Ryan Ambrose, Director, Neighborhood Preservation Initiative, Philadelphia Housing Development Corporation, said the quasi-public agency has $400 million bond program to help maintain homeownership and develop affordable rental units and homeless housing. The bond program is funding relaunch of Philly First Home, a homebuyer assistance program that grants $10,000 or 6 percent of the home’s purchase price, whichever is less, to assist first-time buyers with down payments and closing costs.
Panelists in the final session focused on programs to help families of color to stay in their homes amid soaring home prices, higher interest rates, gentrification, and increasing foreclosure rates following the COVID 19 pandemic.
“The same house that cost $411,000 in 2020 is now going for $557,000,” said Melanie R. Walter, Executive Director, New Jersey Housing and Mortgage Finance Agency. The New Jersey agency’s Emergency Rescue Mortgage Assistance program, funded with $326 million of federal money, helps homeowners catch up on back mortgage payments and on utility bills that can result in liens. The agency has also worked with the courts trying to prevent foreclosure on more than 4,000 mortgages, an effort that’s kept 65 percent of the participating families in their homes, Walter said.

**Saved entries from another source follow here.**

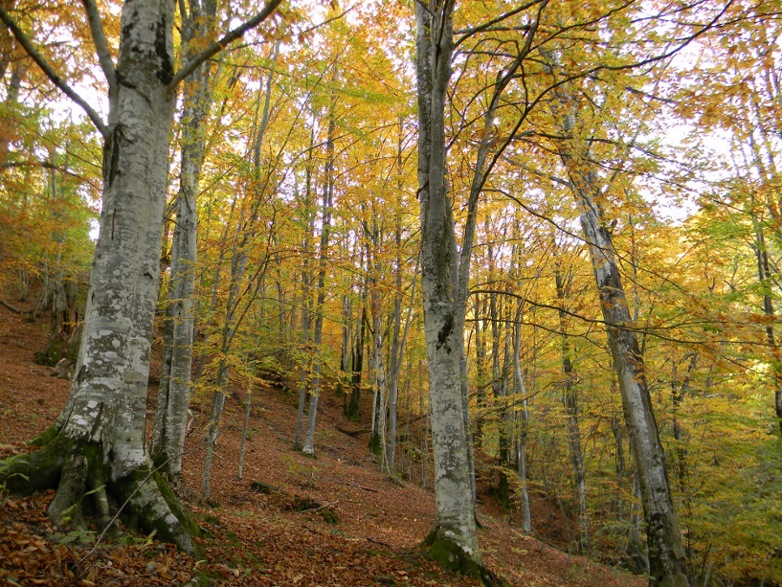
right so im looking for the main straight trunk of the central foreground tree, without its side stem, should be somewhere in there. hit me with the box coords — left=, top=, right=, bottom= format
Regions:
left=415, top=0, right=480, bottom=562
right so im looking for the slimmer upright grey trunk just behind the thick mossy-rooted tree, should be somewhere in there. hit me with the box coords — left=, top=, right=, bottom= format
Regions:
left=151, top=0, right=217, bottom=484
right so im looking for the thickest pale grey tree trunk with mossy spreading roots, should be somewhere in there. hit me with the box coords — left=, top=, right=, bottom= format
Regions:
left=0, top=0, right=196, bottom=552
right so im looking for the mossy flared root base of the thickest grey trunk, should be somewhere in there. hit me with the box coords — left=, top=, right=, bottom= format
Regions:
left=0, top=429, right=199, bottom=555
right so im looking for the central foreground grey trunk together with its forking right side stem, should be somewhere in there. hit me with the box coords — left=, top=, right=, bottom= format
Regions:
left=415, top=0, right=546, bottom=561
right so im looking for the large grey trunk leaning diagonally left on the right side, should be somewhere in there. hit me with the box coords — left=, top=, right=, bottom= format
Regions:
left=554, top=104, right=689, bottom=587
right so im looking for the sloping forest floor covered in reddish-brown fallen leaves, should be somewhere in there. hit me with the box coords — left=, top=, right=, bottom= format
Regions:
left=0, top=306, right=646, bottom=587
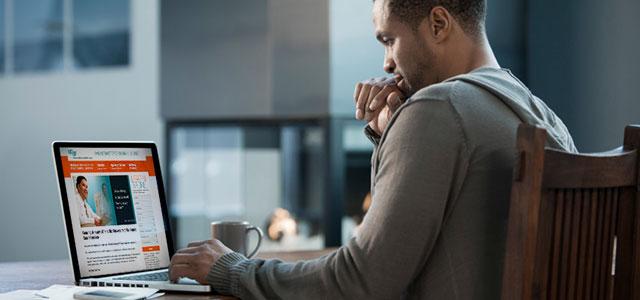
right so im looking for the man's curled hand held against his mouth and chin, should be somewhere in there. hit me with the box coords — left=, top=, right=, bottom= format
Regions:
left=353, top=77, right=405, bottom=135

Stephanie Moulton, Professor, Ohio State University, outlined Power of Home, an unsecured loan program that helps homeowners borrow up to $10,000 for home repair loans without putting their equity at risk. Instead of financing such expenses with an expensive credit card or personal loan, borrowers pay just 3.99 percent in interest, because the Ohio Housing Finance Agency program has set up a loan loss reserve to offset the risk to Huntington Bank of making the loans, she said.

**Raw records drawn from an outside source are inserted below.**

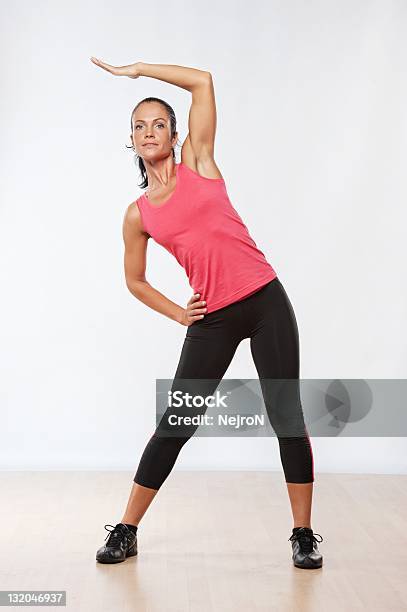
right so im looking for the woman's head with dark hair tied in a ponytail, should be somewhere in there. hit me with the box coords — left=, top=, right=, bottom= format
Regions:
left=130, top=97, right=178, bottom=189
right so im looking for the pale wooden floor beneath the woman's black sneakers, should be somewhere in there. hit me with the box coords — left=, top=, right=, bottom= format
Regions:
left=0, top=471, right=407, bottom=612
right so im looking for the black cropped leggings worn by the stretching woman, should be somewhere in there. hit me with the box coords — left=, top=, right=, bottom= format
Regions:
left=133, top=277, right=314, bottom=489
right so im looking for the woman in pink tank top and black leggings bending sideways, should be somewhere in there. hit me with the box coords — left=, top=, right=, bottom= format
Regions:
left=91, top=57, right=322, bottom=569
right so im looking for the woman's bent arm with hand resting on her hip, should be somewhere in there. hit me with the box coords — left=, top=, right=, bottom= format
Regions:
left=123, top=202, right=206, bottom=326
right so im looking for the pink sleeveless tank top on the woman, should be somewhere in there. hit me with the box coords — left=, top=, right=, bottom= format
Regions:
left=136, top=162, right=277, bottom=313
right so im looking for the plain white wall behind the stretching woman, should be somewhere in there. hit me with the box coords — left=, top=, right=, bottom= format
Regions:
left=0, top=0, right=407, bottom=473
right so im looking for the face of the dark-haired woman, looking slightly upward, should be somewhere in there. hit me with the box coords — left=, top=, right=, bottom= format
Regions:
left=131, top=102, right=177, bottom=161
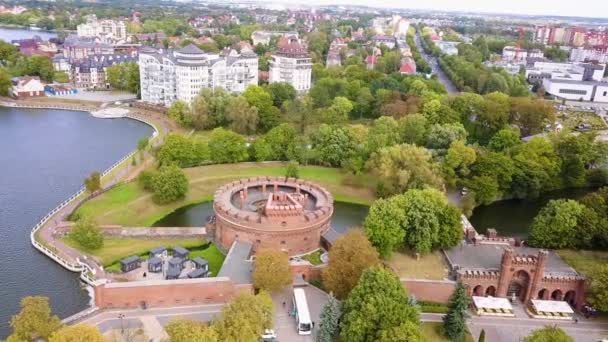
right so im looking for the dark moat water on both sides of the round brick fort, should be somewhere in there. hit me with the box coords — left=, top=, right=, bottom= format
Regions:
left=154, top=202, right=369, bottom=232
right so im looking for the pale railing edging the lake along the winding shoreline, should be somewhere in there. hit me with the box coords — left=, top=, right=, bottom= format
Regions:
left=26, top=107, right=159, bottom=286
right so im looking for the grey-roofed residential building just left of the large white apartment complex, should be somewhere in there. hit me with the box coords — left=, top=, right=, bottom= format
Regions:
left=69, top=54, right=137, bottom=89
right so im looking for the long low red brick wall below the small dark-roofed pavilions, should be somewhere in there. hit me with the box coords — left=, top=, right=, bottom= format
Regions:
left=95, top=277, right=252, bottom=309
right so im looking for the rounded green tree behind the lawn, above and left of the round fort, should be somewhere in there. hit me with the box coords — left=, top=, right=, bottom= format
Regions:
left=209, top=128, right=249, bottom=163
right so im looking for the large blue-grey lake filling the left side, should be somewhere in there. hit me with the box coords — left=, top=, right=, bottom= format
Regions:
left=0, top=107, right=152, bottom=339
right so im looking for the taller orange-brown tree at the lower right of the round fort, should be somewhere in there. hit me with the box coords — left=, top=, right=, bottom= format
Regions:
left=321, top=230, right=380, bottom=299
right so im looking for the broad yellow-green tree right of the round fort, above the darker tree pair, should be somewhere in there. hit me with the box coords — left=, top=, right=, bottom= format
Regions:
left=367, top=144, right=443, bottom=196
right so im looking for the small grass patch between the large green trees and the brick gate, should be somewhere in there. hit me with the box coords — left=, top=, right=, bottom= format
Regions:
left=388, top=251, right=448, bottom=280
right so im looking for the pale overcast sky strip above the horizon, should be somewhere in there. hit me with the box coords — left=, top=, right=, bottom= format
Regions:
left=302, top=0, right=608, bottom=18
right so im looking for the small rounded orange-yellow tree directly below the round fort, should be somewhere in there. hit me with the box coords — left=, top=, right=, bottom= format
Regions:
left=253, top=249, right=292, bottom=292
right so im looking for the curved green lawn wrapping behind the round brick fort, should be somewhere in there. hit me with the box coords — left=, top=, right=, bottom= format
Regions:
left=77, top=162, right=375, bottom=227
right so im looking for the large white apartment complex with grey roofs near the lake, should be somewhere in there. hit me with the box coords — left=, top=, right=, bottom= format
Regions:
left=139, top=44, right=258, bottom=106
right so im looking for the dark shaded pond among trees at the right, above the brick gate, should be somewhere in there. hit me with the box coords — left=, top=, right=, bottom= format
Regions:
left=469, top=188, right=597, bottom=239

To help keep families in their homes as property values rise in gentrifying neighborhoods, policy makers need to find ways to provide property tax relief while maintaining the flow of money for public services, said Adam H. Langley, Associate Director, Lincoln Institute of Land Policy. First, local governments can cut tax rates as property values rise. While home values have grown nearly 40 percent in the past two years, he said, property taxes have risen only 8 percent. He also recommended circuit breakers, which target relief to those paying the highest share of their income in property taxes.